K.B. Frazier, who identifies as a "freedom-fighting black, trans, queer Jew" from St. Louis, Missouri, believes there's a close connection between the story of Passover and the movement for black lives.

"It is essentially the same story, of people who were enslaved and came to be released from slavery," Frazier told The Huffington Post. "The story today is that we have noticed again that we are in bondage. We may not have physical chains on us, but systemic racism, poverty, inequality, all of these things are keeping us enslaved."

Drawing on his own experiences protesting on the street for the Black Lives Matter movement, Frazier has reinterpreted a 1,000-year-old Passover song to challenge Jews to "never forget" the importance of fighting for racial equality.

The song comes from the Haggadah, a book that contains the liturgy, or script, for the first night of Passover. On that night, Jews around the world gather with family and friends to partake in a Seder, or ritual feast, and retell the story of the Exodus, remembering how God led their ancestors out of slavery in Egypt. There are many different versions of the Haggadah, each taking its own spin on this age-old tale about the Jewish people's search for freedom.

When Frazier was approached last year by Jews For Racial & Economic Justice (JFREJ), a faith-based social justice organization, to help create a Black Lives Matter Haggadah supplement, his experiences on the street made him think of the Haggadah's dayenu prayer.

In Hebrew, the word dayenu means "it would have been enough" or "it would have sufficed." With each line, the song demonstrates astonishment at the many mercies of God:

If He had supplied our needs in the desert for forty years, and had not fed us the manna, Dayenu, it would have sufficed us!

If He had fed us the manna, and had not given us the Shabbat, Dayenu, it would have sufficed us!

In his interpretation of the ancient prayer, Frazier calls for more action on social justice by repeating the phrase, lo dayenu, meaning, it would not have been enough.

"Even the fact that Mike Brown started a movement and that young people picked up the banner and said, 'No, no more, we can't take it anymore," even though the protests have started an international human rights revolution, it's not enough," Frazier said. "Because people are still dying at the hands of the state, and because of hunger and poverty."
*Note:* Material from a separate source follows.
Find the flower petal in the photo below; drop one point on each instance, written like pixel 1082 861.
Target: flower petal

The Fargesn Media Project, an organization that seeks to preserve the stories of the protestors at Ferguson, made a recording of Frazier performing his version of the dayenu prayer and describing his participation in Black Lives Matter protests.
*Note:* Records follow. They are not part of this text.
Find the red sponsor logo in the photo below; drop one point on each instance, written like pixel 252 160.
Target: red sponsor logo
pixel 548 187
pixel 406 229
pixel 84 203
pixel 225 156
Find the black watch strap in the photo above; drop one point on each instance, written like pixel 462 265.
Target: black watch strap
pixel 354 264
Watch the Fargesn Media Project video featuring KB Frazier below.

This year, Jews For Racial & Economic Justice is publishing a complete racial justice Haggadah that gives Jewish families a blueprint for having a Passover Seder that addresses the longing for liberation that many still seek.
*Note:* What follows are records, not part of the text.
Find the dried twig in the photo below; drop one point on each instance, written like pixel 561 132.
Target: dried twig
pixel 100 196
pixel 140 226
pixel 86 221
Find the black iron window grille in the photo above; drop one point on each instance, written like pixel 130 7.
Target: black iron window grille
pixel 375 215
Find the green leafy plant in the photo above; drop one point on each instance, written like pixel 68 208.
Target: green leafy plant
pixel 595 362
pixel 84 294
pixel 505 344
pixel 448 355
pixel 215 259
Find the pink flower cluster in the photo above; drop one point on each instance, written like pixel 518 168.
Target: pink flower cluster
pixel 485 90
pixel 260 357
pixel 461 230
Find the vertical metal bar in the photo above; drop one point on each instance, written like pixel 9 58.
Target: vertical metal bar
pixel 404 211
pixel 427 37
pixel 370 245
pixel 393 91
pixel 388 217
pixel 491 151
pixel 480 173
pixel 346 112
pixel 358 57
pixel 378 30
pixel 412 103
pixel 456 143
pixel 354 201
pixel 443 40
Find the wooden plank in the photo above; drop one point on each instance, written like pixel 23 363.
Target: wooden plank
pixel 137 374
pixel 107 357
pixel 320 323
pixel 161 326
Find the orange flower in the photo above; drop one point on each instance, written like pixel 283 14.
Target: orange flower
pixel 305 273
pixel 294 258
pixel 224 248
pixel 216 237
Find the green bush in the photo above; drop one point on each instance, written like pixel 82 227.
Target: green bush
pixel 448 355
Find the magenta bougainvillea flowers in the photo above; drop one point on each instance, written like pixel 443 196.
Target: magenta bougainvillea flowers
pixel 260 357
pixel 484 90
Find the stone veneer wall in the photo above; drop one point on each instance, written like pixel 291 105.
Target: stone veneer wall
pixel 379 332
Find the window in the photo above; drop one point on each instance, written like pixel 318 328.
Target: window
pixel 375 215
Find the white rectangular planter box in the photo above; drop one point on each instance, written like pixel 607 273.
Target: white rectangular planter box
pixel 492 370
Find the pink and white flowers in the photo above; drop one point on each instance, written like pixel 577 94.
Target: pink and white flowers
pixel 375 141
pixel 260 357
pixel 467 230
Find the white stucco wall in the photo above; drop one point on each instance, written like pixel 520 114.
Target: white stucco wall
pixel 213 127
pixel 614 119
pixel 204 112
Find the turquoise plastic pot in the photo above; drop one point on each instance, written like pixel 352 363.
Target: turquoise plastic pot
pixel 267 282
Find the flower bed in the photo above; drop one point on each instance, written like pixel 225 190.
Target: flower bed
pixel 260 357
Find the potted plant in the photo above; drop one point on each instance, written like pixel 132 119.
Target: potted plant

Leo Ferguson, the JFREJ's community and communications organizer, hopes that the Haggadah will remind Jews of an "obligation" to support the battle against racism and police violence.

"We wanted Jews to see this as necessary both because Jewish People of Color are directly targeted by racism and police violence, which makes this a 'Jewish issue,' and because the safety, freedom and liberation of Jews is directly tied to the safety, freedom and liberation of all people that we share community with," Ferguson told The Huffington Post.

For his part, Frazier hopes his poem will encourage people to never forget the loss of Michael Brown's life, and the fact that there is so much more work left to do.

"We've lost our ability to see the humanity in other people," Frazier said. "I firmly believe that when we get to that again, dayenu."